Starbucks' sophisticated demographic analysis most likely far exceeds any data
that EveryBlock would ever offer.

"even searching out parking lots with many oil stains because that indicates
heavy traffic."

Maybe, they even literally wrote the book on it. Arthur Rubinfeld is the
person given credit for managing the expansion of the Starbucks chain from 100
to 4,000 worldwide. [http://www.amazon.com/Built-Growth-Expanding-Business-
Around...](http://www.amazon.com/Built-Growth-Expanding-Business-
Around/dp/0131465740)

<http://www.strategy-business.com/press/16635507/08211>

------
omouse
You can charge a download fee for the source or binaries. I'd sure as hell pay
$100+ to grab a copy of EveryBlock and host it for my neighbourhood or city.

Also, the neglect to mention the Affero GPL is sad. Check it out
<http://www.fsf.org/licensing/licenses/agpl-3.0.html>

Basically if you release your server-side software under that license, you can
get others to release the changes they make so your own hosted copy will
become better (hopefully):

"The GNU Affero General Public License is designed specifically to ensure
that, in such cases, the modified source code becomes available to the
community.
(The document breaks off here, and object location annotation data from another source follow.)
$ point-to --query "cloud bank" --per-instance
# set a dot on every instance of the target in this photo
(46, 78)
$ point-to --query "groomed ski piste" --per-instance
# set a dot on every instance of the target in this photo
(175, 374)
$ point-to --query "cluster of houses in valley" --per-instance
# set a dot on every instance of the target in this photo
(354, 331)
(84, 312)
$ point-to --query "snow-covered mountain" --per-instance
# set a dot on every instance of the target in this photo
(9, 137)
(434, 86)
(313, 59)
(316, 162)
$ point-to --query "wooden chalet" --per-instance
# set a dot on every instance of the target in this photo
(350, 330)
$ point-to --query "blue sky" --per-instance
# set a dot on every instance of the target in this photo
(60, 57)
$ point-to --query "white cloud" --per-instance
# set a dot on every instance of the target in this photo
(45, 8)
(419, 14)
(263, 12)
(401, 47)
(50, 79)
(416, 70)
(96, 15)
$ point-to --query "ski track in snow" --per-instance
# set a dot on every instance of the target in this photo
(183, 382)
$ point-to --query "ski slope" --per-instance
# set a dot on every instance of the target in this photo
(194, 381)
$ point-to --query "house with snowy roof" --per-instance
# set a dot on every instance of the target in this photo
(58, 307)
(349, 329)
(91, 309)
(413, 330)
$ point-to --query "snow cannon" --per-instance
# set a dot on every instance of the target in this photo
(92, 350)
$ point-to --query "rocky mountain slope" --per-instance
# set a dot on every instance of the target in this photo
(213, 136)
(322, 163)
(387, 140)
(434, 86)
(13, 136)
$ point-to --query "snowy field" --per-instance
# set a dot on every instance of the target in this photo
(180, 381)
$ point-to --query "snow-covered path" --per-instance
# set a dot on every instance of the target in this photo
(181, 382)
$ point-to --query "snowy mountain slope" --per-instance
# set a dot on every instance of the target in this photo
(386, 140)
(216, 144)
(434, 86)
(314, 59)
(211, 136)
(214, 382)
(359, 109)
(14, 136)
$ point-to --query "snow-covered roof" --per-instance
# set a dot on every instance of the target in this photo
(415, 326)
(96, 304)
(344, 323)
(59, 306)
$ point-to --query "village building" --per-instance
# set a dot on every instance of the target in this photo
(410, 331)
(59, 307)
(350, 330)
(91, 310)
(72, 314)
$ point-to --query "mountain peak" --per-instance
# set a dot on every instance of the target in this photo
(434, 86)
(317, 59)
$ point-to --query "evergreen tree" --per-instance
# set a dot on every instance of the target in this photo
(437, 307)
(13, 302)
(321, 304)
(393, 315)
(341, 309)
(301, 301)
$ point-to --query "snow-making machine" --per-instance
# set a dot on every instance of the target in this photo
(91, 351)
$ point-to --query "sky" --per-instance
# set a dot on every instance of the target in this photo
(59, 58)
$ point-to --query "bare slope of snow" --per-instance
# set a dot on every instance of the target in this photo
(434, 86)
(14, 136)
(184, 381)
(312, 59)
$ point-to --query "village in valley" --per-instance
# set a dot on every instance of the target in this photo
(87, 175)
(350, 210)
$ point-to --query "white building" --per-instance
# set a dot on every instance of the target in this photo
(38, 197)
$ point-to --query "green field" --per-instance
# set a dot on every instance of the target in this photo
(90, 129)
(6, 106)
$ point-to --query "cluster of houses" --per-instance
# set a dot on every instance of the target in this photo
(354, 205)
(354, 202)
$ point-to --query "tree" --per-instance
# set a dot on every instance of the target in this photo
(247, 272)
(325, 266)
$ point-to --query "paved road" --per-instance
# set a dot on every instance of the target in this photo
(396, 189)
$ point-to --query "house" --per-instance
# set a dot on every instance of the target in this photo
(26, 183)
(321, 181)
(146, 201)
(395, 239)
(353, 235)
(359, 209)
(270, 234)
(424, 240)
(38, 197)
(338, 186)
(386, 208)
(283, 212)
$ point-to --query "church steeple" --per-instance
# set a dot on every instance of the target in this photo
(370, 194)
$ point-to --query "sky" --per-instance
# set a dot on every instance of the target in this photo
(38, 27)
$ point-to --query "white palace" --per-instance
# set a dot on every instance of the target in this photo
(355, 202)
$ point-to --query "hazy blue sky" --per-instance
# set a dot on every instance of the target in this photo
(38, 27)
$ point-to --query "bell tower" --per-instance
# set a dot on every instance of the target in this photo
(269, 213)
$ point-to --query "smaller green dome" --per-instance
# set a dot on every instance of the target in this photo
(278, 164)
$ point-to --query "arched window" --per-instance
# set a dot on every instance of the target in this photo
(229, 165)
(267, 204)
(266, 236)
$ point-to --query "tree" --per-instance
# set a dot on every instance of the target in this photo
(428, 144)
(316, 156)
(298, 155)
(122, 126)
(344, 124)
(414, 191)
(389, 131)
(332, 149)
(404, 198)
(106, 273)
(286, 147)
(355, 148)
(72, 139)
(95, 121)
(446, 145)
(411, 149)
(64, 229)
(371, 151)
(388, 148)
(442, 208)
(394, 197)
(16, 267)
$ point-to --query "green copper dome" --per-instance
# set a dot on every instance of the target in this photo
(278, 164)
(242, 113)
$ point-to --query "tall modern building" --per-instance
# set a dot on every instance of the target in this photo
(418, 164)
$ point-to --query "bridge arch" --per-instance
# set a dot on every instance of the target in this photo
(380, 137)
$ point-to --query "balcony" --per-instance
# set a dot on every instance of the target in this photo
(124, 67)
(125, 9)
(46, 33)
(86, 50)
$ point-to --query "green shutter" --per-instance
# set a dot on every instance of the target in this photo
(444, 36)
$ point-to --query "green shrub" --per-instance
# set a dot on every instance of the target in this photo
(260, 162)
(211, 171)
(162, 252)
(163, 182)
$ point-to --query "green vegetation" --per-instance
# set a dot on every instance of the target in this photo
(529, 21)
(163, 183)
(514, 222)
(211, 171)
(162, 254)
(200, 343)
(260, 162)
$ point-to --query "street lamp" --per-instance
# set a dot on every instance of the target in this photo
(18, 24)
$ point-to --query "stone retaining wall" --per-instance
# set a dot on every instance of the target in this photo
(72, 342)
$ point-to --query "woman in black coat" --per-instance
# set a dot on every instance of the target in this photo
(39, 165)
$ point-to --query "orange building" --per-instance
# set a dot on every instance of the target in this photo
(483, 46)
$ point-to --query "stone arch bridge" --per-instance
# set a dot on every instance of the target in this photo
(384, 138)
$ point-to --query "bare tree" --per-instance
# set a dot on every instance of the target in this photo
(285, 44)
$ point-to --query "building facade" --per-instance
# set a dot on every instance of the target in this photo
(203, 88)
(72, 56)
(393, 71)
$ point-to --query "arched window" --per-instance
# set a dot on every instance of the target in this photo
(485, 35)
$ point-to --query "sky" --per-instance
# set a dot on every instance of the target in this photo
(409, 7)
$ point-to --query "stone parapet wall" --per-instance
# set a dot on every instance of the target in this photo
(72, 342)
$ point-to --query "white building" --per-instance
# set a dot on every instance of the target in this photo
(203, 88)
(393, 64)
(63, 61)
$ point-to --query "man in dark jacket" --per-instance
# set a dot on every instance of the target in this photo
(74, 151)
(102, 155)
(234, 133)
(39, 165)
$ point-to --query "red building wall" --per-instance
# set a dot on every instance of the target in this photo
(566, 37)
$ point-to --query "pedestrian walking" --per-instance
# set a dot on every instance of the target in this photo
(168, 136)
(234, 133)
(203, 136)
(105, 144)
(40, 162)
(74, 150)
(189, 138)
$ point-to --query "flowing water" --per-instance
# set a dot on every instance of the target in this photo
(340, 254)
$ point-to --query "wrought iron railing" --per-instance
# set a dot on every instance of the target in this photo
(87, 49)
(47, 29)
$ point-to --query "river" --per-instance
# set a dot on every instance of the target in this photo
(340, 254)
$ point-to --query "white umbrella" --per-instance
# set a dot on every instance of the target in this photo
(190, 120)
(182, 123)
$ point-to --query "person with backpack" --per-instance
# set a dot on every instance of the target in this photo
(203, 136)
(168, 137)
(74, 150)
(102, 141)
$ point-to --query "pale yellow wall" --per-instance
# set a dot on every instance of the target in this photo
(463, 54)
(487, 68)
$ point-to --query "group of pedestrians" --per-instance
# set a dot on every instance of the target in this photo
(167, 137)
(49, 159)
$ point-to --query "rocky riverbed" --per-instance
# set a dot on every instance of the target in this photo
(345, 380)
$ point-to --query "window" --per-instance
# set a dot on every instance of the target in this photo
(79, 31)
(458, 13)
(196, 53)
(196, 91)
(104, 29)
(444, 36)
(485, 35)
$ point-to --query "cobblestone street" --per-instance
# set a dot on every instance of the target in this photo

It requires the operator of a network server to provide the source
code of the modified version running there to the users of that server.
_Therefore, public use of a modified version, on a publicly accessible server,
gives the public access to the source code of the modified version._ "

------
eli
Well, as others have said, of course you can survive -- there's more to a site
than its codebase.

And second, this isn't exactly a dilemma. They got a grant in exchange for a
promise to open source. Seems like a pretty reasonable deal to me. If you want
to keep it all to yourself, then you've got to pay for the development
yourself.

------
jhancock
new product to me. My first impression is that many marketing and election
campaigns might make use of these tools well. Such campaigns shouldn't be
spending lavishly on IT departments and could make use of consulting and other
custom usage by the experts that built the tools.

So the answer to "how to make money off open source?" seems to always lead
back to "consulting and support". Not bad, its just not 100x returns on
licensing, its "just good revenue".

good luck, would like to see tools like this continue to evolve!!

------
vivekkhurana
We have enough examples now where a company open sources its product and still
makes money, Redhat, Mysql to name few. You can always open up the base
product and charge for additional features (the freemium model).

You have to create an ecosystem around the product it will be profitable. That
ecosystem can be additional plugins or services around a free software
product. Since free software is based on the concept of sharing the network
effect will kick in, for good products.

If the product is good you will make money immaterial of open source or closed
source nature. In my opinion free software has more stability and performance
but most free softwares are packaged badly (or not packaged at all). When Free
software hackers learn the art of packaging a product and start realizing that
there are others who are going to use the product too, we can should lot more
usable products from open source world.

------
alain94040
In the short term, no one will likely bother to copy the code and open a
competing (or even related) site. So business-wise, opening the code doesn't
have any short-term impact.

In the longer term, if they were to become hugely successful, then many people
would love to copy them and having access to the code would make that very
tempting. But "hugely successful" is a big if. By then, they probably would
have enough of a community that copycats wouldn't hurt them too much.

We have been toying with similar ideas for our startup, especially since its
concept lands itself very well to community-based development. No decision
yet.

------
wallflower
Yes, it should be a paid iPhone app. And/or charge for per-query REST API
access to a hosted Everyblock data access API.

Bonus points for the iPhone if we can do simple GIS mashups on the fly like
'Show all the schools in the area' or even better allow filters and drill-
downs 'Show all the schools with a graduation rate greater than X%"

------
known
1\. If you focus on customers, you compete with yourself

2\. If you focus on competitors, you compete with competitors

------
MaysonL
I wonder how they could compete with, cooperate with, or complement
craigslist?